Sep 25, 2011
Dear Dr. McGowan,
I hope you are having an enjoaybale weekend. I had an exposure with a woman of unknown status 8 weeks and 1 day ago (I am a male). I have experienced headaches and a little diarrhea along the way, but no classical symptoms such as fever or rash or swollen lymph nodes.
One week ago I developed a very dry mouth. Literally my tongue is a grayish-white and I am producing very little saliva. I have read that xerostomia can be a symptom of HIV.

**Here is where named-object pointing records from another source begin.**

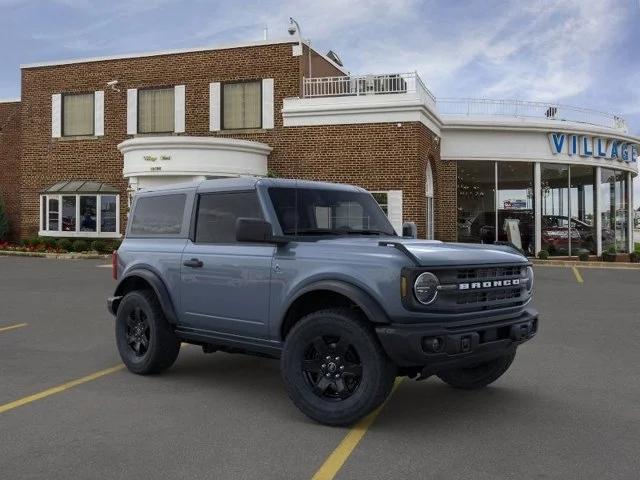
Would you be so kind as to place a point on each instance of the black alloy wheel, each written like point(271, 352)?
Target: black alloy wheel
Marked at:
point(332, 367)
point(138, 333)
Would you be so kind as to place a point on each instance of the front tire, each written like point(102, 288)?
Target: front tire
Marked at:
point(145, 340)
point(334, 368)
point(478, 376)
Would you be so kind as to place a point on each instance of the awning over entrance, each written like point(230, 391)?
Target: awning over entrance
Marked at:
point(80, 187)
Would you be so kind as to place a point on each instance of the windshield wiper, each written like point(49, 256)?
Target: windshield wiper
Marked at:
point(310, 231)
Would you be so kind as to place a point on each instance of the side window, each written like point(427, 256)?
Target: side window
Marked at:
point(158, 215)
point(218, 212)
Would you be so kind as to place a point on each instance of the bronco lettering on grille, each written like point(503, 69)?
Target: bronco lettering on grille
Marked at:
point(489, 284)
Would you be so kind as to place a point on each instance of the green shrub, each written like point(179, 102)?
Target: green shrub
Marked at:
point(79, 246)
point(99, 246)
point(48, 242)
point(64, 244)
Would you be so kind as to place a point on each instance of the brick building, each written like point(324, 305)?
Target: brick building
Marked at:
point(87, 133)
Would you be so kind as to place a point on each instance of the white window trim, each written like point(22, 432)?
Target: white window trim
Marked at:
point(132, 111)
point(179, 96)
point(77, 233)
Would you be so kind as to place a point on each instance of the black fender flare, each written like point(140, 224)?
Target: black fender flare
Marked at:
point(369, 306)
point(158, 286)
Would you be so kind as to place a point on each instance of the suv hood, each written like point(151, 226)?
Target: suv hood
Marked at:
point(436, 253)
point(433, 253)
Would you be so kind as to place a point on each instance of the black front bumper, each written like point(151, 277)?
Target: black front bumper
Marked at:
point(443, 346)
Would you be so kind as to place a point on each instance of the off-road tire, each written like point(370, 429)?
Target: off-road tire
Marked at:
point(377, 371)
point(478, 376)
point(162, 344)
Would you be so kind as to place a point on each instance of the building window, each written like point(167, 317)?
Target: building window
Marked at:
point(614, 195)
point(476, 201)
point(156, 110)
point(516, 212)
point(242, 105)
point(78, 114)
point(77, 215)
point(383, 200)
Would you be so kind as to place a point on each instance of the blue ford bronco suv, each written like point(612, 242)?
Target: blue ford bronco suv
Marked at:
point(315, 275)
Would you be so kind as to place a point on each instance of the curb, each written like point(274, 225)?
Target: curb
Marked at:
point(57, 256)
point(577, 263)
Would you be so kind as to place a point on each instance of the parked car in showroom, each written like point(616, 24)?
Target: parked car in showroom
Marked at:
point(314, 274)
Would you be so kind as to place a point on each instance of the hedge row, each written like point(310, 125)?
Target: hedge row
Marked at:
point(72, 245)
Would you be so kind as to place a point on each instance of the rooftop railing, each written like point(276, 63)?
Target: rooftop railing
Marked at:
point(392, 83)
point(519, 108)
point(411, 83)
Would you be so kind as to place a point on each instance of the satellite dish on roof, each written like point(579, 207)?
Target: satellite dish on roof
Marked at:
point(334, 57)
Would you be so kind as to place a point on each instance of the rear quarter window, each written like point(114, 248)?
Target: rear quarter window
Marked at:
point(158, 215)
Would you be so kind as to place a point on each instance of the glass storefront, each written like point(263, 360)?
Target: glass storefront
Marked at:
point(516, 213)
point(476, 202)
point(498, 198)
point(614, 198)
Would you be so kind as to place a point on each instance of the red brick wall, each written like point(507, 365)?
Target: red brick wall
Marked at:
point(375, 156)
point(9, 159)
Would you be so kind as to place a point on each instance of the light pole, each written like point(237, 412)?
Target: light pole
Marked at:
point(294, 27)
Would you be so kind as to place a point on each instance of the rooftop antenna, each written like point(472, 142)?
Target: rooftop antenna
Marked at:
point(294, 28)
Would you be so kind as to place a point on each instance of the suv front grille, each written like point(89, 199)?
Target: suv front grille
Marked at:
point(493, 273)
point(490, 296)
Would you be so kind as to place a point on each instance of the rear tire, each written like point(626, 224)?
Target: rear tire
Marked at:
point(478, 376)
point(334, 368)
point(145, 340)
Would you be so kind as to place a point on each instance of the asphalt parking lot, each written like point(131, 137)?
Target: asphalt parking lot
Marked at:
point(568, 408)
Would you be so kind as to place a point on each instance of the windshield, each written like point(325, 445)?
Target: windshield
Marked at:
point(312, 211)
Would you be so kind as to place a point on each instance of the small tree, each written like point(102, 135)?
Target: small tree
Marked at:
point(4, 221)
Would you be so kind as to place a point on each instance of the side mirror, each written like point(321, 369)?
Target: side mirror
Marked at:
point(254, 230)
point(410, 229)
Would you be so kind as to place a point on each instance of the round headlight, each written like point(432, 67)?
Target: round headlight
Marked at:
point(426, 288)
point(529, 279)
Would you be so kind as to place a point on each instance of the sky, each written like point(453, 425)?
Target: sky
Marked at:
point(577, 52)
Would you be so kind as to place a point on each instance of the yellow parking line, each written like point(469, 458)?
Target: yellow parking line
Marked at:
point(336, 460)
point(60, 388)
point(577, 274)
point(11, 327)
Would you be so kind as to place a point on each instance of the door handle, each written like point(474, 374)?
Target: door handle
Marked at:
point(193, 263)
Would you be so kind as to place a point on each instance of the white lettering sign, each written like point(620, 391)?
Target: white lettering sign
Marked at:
point(592, 146)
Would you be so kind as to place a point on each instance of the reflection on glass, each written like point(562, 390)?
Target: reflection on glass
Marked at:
point(87, 214)
point(476, 202)
point(582, 202)
point(54, 214)
point(614, 194)
point(555, 209)
point(515, 205)
point(69, 214)
point(108, 213)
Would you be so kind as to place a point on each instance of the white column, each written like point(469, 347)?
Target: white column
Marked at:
point(537, 201)
point(132, 111)
point(179, 108)
point(630, 211)
point(598, 219)
point(214, 107)
point(267, 103)
point(56, 117)
point(98, 113)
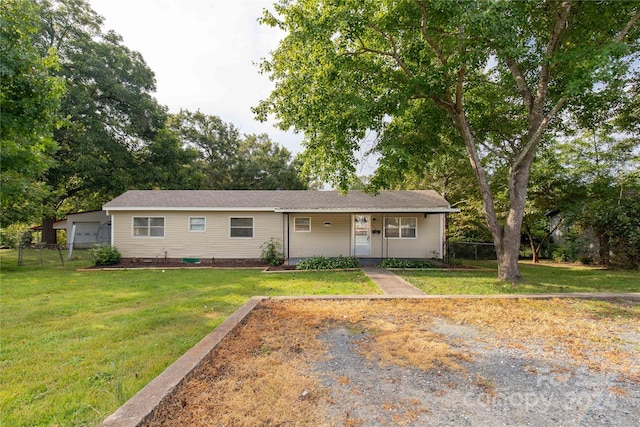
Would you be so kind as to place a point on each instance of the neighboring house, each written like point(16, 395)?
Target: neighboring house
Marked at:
point(234, 224)
point(86, 229)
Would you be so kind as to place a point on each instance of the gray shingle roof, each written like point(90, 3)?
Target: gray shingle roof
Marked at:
point(280, 200)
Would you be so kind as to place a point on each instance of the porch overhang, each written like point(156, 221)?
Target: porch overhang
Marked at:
point(372, 210)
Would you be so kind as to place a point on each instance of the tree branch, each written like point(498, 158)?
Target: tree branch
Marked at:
point(627, 27)
point(428, 39)
point(521, 83)
point(552, 47)
point(534, 137)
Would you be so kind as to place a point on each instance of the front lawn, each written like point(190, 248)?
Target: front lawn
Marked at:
point(538, 279)
point(76, 345)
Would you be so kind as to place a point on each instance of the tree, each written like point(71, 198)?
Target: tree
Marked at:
point(108, 105)
point(29, 101)
point(165, 163)
point(216, 141)
point(265, 165)
point(502, 72)
point(602, 173)
point(230, 161)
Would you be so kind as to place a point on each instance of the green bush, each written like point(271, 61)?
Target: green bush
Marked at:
point(105, 255)
point(272, 252)
point(403, 263)
point(324, 263)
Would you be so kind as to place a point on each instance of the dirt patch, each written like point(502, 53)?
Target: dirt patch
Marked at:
point(420, 362)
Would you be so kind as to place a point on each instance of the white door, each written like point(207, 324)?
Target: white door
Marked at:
point(362, 235)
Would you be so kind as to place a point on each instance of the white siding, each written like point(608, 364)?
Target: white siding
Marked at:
point(179, 242)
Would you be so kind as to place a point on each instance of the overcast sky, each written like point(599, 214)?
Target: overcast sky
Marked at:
point(204, 55)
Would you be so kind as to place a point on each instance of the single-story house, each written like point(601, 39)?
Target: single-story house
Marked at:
point(85, 229)
point(234, 224)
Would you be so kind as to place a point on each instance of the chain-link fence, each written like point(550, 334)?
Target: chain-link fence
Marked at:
point(40, 255)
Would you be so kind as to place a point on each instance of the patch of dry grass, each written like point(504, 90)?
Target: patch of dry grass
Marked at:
point(261, 375)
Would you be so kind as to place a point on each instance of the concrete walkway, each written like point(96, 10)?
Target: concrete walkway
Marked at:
point(391, 284)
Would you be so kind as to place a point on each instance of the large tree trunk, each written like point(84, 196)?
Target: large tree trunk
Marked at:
point(49, 236)
point(506, 238)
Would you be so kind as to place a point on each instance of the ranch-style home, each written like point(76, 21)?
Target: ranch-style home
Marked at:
point(234, 224)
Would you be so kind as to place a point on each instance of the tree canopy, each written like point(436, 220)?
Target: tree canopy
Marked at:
point(504, 75)
point(30, 96)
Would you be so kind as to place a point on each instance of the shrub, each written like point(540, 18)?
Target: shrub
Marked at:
point(272, 252)
point(403, 263)
point(324, 263)
point(105, 255)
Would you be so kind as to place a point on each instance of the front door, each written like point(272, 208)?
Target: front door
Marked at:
point(361, 235)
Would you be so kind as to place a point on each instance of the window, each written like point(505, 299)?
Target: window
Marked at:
point(400, 228)
point(302, 224)
point(148, 227)
point(241, 227)
point(197, 224)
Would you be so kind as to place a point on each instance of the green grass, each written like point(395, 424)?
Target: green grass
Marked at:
point(538, 279)
point(76, 345)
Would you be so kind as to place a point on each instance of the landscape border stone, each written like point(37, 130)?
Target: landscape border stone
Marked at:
point(142, 405)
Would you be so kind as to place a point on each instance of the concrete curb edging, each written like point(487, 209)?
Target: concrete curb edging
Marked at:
point(142, 405)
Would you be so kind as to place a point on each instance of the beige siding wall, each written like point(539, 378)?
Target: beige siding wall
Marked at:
point(179, 242)
point(215, 242)
point(426, 245)
point(331, 241)
point(338, 239)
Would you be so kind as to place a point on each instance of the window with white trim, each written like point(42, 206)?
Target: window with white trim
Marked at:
point(400, 227)
point(148, 226)
point(302, 224)
point(241, 227)
point(197, 223)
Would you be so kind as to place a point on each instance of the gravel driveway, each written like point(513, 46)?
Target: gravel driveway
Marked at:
point(420, 363)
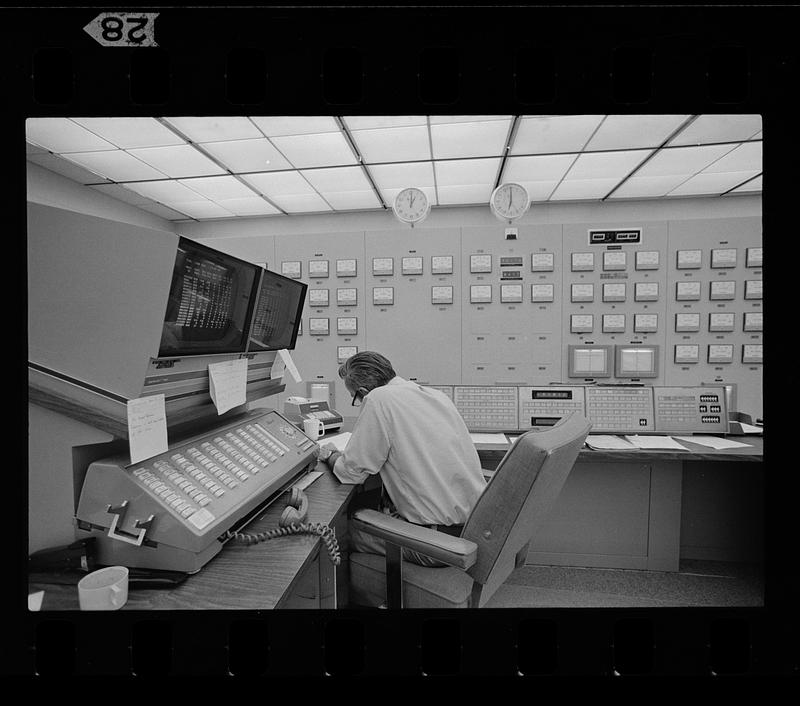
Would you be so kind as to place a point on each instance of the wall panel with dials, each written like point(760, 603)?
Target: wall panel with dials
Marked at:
point(511, 307)
point(715, 307)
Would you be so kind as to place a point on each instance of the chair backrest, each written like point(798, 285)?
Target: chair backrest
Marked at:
point(519, 496)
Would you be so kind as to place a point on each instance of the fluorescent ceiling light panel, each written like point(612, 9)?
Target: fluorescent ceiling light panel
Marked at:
point(217, 188)
point(293, 125)
point(461, 172)
point(561, 133)
point(674, 161)
point(66, 168)
point(482, 139)
point(584, 189)
point(168, 192)
point(445, 119)
point(710, 183)
point(250, 206)
point(178, 161)
point(465, 194)
point(116, 165)
point(275, 184)
point(352, 200)
point(131, 132)
point(302, 203)
point(624, 132)
point(319, 150)
point(719, 128)
point(397, 144)
point(544, 168)
point(605, 165)
point(215, 129)
point(746, 157)
point(337, 179)
point(371, 122)
point(653, 186)
point(400, 176)
point(63, 135)
point(257, 155)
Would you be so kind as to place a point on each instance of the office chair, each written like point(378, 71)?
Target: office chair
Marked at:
point(495, 537)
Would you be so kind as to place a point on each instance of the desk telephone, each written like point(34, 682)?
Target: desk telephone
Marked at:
point(176, 510)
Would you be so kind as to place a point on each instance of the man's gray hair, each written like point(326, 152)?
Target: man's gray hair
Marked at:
point(366, 369)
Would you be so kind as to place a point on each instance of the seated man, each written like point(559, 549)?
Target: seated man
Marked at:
point(416, 439)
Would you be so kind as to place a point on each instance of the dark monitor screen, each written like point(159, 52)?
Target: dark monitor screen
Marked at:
point(277, 314)
point(210, 302)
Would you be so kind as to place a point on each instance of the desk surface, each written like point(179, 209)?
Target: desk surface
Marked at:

In your clinical experience, how common is HIV-related xerostomia in early symptomatic HIV disease (8 weeks post exposure)?
Response from Dr. McGowan
Dear Dry guy,
Xerostomia as part of pharyngitis may be seen with acute HIV syndrome. These symptoms could occur in up to 50-70% of people with "acute retroviral syndrome". But (and here is the big but) the vast, vast majority of dry mouth and pharyngitis is NOT caused by acute HIV. There are many causes of these symptoms from stress, to gingivitis to other STDs (like gonorrhea nd chlamydia if you had oral sex). Since it has been 8 weeks most people who will become infected with HIV will have made antibodies by now, so you should have an HIV test done (and repeat at 3 months).